Few dispute there has been a dramatic decline in crime in Mogadishu since the fall of the warlords June 5, though in the absence of a police force, there are no crime statistics.

But not all women say their stature has grown as the country moves toward Islamic law.

Ubah Mohamed, 34, a widow with seven children, was among the women who joined Mogadishu's workforce. But she said the beauty shop she opened a decade ago has been losing regular customers, from more than 300 to about one-third that number, as radical Islamic values appear to be gaining wider acceptance.

"The militias patrol our areas looking to see if girls are going out with boys," she said. "So the girls don't come to beauty salons like ours."

Mohamed, meanwhile, began wearing a black hijab to cover her own hair out of fear of what the newly powerful militias might do. In a city where residents report that public viewing of the World Cup has been curbed, she predicted that beauty shops, including hers, would be closed soon as well.

Yet even for Mohamed, recent months have brought a kind of liberation. When the public mood began to boil, she called one of Mogadishu's several radio stations and complained about the gunmen and their thirst for robbery and rape.

"I was one of those ladies," she recalled. "We don't need warlords."

Isaaq, the widow who has five children, has mixed feelings about the changes in Somalia. She would rather have remained home with her children, as her mother did, she said. And the stray bullet that killed her husband last month struck him at their house, which, because he was unemployed, is where he spent most of his time. As Isaaq went door-to-door selling clothes, he had stayed home, watching the younger children.

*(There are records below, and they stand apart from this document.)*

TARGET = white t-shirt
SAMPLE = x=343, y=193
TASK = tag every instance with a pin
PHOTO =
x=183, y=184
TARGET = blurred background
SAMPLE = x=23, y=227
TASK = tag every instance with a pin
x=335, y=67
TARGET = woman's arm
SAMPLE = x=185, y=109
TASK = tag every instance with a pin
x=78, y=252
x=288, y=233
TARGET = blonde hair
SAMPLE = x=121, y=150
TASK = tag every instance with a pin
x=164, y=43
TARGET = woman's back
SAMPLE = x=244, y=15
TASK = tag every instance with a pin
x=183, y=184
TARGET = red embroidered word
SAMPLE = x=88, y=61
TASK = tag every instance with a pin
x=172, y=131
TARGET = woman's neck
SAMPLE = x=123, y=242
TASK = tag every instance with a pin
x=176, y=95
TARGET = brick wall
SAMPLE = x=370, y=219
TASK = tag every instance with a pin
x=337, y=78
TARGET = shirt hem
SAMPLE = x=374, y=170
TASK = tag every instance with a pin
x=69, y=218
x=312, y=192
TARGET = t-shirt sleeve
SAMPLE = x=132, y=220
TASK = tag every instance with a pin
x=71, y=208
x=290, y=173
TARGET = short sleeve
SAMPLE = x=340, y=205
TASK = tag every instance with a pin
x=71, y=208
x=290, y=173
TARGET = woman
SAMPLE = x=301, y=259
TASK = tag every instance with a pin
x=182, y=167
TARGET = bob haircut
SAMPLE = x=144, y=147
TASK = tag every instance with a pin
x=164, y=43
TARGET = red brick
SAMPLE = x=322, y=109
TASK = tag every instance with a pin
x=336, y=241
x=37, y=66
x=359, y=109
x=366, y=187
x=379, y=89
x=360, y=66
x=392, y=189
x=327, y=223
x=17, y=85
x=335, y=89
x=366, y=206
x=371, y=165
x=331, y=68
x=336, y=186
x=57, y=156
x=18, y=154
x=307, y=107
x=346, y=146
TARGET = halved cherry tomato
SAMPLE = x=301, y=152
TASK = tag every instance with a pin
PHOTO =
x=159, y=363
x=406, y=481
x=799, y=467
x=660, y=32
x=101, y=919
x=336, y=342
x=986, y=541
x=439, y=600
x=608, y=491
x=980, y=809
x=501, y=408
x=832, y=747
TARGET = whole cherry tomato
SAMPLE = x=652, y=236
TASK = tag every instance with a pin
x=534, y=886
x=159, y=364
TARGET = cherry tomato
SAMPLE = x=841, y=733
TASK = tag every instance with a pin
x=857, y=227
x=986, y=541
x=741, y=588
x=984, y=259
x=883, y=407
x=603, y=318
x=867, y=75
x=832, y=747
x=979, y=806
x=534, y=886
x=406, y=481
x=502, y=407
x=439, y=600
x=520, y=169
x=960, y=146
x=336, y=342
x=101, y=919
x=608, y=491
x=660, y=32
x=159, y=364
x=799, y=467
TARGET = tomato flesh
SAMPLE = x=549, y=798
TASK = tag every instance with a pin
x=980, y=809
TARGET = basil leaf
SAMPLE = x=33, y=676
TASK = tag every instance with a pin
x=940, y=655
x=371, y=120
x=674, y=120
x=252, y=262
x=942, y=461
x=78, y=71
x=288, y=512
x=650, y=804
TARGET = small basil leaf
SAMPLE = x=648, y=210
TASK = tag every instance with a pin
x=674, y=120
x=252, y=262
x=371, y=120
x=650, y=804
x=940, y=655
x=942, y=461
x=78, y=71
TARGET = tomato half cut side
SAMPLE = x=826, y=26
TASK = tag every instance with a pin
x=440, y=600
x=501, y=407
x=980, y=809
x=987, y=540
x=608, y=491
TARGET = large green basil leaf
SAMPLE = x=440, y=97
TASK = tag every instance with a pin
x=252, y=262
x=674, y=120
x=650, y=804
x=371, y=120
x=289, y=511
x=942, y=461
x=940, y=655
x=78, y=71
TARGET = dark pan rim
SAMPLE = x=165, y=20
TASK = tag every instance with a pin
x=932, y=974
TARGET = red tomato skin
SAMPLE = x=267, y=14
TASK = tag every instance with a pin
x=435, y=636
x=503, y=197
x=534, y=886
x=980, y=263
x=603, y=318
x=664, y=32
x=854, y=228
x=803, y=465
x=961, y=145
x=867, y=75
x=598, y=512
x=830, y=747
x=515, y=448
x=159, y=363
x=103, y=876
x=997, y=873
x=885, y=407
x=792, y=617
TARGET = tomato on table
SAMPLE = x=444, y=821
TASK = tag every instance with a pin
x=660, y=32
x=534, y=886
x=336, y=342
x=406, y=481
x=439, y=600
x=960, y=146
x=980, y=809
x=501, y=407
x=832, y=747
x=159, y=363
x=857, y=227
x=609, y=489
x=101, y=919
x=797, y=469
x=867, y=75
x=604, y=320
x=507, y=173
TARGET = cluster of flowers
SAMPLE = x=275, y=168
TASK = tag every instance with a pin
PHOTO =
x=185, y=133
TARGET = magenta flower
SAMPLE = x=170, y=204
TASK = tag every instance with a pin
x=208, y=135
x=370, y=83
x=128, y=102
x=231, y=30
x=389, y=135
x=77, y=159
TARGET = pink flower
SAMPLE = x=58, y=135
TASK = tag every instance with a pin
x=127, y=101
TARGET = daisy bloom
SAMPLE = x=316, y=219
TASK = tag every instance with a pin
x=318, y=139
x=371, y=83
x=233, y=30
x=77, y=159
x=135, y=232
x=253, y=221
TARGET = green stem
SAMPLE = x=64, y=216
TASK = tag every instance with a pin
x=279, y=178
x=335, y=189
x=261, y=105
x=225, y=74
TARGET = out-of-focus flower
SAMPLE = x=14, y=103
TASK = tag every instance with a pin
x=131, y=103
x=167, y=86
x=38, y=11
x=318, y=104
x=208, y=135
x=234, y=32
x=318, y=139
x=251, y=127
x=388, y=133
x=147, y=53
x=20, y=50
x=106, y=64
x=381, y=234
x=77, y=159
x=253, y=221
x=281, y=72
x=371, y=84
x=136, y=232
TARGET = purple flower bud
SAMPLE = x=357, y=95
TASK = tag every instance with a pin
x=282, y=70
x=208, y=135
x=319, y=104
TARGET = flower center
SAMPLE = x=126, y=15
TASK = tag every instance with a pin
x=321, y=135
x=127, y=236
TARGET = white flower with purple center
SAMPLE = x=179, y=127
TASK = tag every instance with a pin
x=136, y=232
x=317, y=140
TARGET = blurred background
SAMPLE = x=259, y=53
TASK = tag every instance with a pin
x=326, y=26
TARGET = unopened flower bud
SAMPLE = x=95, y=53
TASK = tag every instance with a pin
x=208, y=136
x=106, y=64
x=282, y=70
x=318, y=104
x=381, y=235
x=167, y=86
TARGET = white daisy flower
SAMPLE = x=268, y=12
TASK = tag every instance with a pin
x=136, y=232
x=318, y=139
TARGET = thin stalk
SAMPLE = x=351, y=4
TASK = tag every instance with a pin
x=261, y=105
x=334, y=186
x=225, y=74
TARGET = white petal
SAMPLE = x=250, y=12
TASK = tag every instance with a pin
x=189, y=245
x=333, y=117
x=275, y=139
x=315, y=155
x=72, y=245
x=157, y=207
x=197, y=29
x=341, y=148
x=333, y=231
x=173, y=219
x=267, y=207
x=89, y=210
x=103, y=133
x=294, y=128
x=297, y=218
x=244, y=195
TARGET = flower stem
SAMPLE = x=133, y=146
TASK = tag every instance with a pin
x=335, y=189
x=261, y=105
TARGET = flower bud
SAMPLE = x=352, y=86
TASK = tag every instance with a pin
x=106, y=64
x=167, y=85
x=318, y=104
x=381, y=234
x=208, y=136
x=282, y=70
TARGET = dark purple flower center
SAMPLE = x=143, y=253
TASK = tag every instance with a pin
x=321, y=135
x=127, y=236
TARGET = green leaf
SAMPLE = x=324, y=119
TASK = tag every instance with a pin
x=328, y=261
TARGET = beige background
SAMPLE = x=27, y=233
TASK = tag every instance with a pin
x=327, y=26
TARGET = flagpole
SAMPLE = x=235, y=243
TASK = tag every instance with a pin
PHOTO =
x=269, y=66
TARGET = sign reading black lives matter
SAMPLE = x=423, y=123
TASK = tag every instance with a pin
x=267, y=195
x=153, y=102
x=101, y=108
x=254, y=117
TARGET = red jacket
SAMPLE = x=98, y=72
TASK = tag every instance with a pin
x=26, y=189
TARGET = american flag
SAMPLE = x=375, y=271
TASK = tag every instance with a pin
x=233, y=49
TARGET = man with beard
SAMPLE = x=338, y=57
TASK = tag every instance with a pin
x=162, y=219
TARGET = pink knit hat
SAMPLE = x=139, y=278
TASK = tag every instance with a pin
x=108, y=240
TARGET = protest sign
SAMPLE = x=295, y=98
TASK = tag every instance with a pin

Their two daughters -- Nasteexo, 10, and Hamsa, 7 -- also spent most of their time at home because Isaaq forbade them to walk alone outside. She grimly recalled a time two years ago when she saw the body of a girl of about 4, the relative of a neighbor, who had been raped and killed.

But now, Isaaq revels in watching her daughters leave the house, hand in hand, and without her. For the first time since she had them, Isaaq said, she worries not at all.